With the increase in adoption of HTTPS and web browsers offering native controls, the Electronic Frontier Foundation (EFF) has decided to put its popular browser extension HTTPS Everywhere to maintenance mode in 2022. The company says the aim of the extension launch 10 years back is to make it redundant.
What is HTTPS Everywhere?
HTTPS Everywhere is an extension available for web browsers such as Firefox, Chrome, Microsoft Edge, Opera, and Vivaldi The extension when installed tries to load HTTP sites over HTTPS whenever possible.

When the extension was initially available, most of the websites doesn’t support HTTPS.
Since Mozilla, Google, Microsoft joined hands to increase HTTPS adoption on the web, HTTPS turning out to be unnecessary. It does not only have a lot of sites that were moved to HTTPS from HTTP in recent years but web browsers offering a setting to load pages via secure connection if possible with HTTPS-only mode or HTTPS-first mode. Firefox offers it, so do Microsoft Edge and Chrome.

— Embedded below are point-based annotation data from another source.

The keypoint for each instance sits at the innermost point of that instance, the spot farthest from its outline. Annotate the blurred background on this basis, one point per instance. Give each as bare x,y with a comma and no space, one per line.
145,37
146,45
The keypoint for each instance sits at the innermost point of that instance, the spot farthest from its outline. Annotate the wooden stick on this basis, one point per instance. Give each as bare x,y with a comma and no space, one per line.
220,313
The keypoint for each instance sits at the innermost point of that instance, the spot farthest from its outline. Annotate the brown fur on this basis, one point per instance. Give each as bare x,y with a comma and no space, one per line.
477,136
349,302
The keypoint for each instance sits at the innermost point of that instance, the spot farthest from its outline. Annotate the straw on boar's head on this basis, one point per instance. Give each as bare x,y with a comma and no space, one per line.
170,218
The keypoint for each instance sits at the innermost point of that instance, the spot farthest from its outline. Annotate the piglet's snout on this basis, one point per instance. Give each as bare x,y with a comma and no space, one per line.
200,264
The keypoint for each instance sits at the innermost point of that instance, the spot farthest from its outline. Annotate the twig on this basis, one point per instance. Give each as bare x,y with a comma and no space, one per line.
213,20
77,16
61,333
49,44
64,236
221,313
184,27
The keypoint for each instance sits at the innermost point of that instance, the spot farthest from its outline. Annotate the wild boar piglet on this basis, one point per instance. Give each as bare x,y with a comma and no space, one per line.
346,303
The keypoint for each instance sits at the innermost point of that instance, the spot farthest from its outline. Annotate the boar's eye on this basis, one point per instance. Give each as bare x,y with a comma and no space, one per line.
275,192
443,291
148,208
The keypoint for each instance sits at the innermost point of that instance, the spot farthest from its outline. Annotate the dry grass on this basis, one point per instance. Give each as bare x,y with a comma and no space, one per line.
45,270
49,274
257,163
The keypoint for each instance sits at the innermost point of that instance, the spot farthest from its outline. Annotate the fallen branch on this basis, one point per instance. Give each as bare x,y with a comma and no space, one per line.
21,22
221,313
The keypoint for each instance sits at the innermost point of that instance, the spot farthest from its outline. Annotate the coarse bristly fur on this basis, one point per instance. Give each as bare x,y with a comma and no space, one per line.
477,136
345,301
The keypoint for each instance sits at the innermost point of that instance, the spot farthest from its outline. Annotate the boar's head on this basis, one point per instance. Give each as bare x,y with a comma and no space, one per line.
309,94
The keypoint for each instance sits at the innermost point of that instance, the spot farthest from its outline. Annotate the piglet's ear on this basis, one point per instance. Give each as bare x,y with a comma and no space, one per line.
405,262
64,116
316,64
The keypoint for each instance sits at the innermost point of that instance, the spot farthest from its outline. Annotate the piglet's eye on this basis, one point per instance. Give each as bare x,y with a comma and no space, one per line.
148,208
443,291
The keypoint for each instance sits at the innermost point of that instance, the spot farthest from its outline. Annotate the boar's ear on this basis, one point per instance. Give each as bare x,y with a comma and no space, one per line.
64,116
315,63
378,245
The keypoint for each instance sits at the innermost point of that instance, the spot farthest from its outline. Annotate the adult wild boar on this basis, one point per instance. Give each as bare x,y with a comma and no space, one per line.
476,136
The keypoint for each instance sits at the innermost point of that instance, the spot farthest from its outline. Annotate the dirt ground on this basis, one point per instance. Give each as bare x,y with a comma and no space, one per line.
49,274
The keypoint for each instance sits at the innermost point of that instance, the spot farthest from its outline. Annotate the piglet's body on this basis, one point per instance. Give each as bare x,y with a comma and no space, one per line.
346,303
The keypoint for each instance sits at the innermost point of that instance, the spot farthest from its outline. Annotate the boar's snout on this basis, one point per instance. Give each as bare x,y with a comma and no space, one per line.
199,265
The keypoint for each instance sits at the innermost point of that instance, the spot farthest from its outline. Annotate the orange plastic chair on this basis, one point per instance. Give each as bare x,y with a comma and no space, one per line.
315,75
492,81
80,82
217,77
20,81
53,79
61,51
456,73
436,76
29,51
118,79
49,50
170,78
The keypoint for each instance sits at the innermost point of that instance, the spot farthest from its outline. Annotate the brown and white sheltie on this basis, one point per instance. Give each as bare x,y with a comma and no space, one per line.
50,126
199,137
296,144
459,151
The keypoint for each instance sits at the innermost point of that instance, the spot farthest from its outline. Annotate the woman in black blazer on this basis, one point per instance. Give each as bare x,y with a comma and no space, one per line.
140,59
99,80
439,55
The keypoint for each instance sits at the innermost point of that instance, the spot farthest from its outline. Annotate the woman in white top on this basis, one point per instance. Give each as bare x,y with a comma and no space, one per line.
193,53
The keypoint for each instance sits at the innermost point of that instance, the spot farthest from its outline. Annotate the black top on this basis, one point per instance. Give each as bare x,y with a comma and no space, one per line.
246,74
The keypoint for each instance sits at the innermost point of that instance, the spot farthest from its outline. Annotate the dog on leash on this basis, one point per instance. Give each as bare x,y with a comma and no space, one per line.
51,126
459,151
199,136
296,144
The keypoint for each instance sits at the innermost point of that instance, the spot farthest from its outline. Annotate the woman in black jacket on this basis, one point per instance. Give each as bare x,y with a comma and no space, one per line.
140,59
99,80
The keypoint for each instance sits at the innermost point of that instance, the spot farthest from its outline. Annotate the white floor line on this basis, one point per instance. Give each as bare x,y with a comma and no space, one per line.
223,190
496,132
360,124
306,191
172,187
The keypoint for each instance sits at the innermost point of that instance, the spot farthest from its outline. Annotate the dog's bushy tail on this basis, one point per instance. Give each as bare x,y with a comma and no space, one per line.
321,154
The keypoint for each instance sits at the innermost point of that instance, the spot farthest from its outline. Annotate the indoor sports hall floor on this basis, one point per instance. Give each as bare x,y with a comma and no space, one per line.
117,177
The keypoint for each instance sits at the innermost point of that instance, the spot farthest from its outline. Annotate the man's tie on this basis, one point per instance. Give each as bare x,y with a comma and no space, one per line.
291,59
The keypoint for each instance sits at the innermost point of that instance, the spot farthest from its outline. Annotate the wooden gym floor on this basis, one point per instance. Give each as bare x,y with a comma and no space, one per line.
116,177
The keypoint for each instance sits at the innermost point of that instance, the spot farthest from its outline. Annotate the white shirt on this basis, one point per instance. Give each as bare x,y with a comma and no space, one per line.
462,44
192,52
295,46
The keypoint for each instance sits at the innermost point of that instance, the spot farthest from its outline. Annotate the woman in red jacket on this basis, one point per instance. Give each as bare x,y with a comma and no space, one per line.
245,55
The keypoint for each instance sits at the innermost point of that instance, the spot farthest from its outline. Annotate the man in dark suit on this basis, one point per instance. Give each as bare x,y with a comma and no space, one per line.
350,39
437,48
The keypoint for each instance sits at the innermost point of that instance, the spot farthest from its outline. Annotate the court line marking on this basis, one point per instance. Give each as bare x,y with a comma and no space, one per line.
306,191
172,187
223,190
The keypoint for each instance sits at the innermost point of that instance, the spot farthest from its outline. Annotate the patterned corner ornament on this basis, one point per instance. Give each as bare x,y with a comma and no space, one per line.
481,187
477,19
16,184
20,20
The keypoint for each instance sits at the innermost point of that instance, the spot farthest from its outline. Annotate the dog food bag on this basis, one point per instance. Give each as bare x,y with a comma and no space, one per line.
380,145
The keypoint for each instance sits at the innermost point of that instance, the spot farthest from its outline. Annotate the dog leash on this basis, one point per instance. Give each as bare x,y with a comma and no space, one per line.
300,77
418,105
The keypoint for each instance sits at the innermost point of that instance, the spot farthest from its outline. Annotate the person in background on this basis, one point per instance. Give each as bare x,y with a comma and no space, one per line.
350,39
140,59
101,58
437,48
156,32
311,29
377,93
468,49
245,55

So, enabling the HTTPS-only mode setting is all users need to do in web browsers going forward, they can remove the HTTPS everywhere extension now.
“The goal of HTTPS everywhere was always to become redundant. That would mean we’d achieved our larger goal: a world where HTTPS is broadly available and accessible that users no longer need an extra browser extension to get it. Now that world is closer than ever, with mainstream browsers offering native support for HTTPS-only mode.”
HTTPS Everywhere to enter Maintenance mode in 2022
EFF says HTTPS Everywhere will be in maintenance mode throughout 2022. The company promises to inform users about native HTTPS-only mode options in the browser before fully sunsetting the extension.
Running HTTPS-only mode and HTTPS Everywhere together
Google recently released Chrome 94 with HTTPS-only mode for desktop and android. You need to visit Security settings and toggle the “Always use secure connection” option to enable the feature
You shouldn’t be running HTTPS Everywhere with HTTPS-Only enabled in in web browser as both may conflict with each other. It is better to remove the extension than to disable the setting.
As of now, some of the web browser vendors don’t have enough confidence to force HTTPS in the browser by default. This may take some time for HTTPS-only mode to become the default in every web browser that supports it, be it be Firefox or Microsoft Edge.